Fast sehnsüchtig blickt Achim Gohmann Richtung Gesamtschule von seinem Fenster am Drosselweg aus: Dort sitzen die jungen Personen, die er für sein Straßen-, Kanal- und Tiefbauunternehmen so dringend braucht.
Zusammen mit Regina Linek und Britta Holthaus-Kleiner von der Lüdenscheider Arbeitsagentur für Arbeit sowie Bürgermeister Olaf Stelse bespricht er die Mangellage am Mittwoch, 15. März, anlässlich der „Woche der Ausbildung“. Die Aktionswoche weist auf alle betrieblichen Ausbildungsmöglichkeiten hin – doch im Handwerk sei der Fachkräftemangel besonders stark, so die Arbeitsagentur.

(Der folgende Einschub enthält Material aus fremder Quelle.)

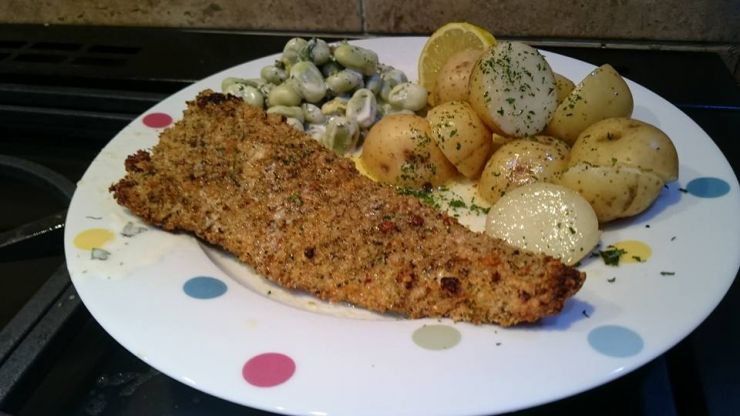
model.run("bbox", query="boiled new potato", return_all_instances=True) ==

Schere zwischen Betrieben und Nachwuchs
„Eine Schere tut sich auf“, beschreibt Linek das Grundproblem. Der Märkische Kreis verzeichnet 2620 offene Lehrstellen bei 1563 gemeldeten Bewerbern bei der Arbeitsagentur. Die Zahlen für den Monat März liegen noch nicht vor. Jedes Jahr werde es schwieriger Auszubildende zu finden. Ein jahrelanges Problem. „In diesem Jahr geht unser einziger Lehrling in die Gesellenprüfung“, bedauert Achim Gohmann. Auch Bürgermeister Olaf Stelse beklagt den Rückgang der Auszubildenden im Verwaltungsbereich.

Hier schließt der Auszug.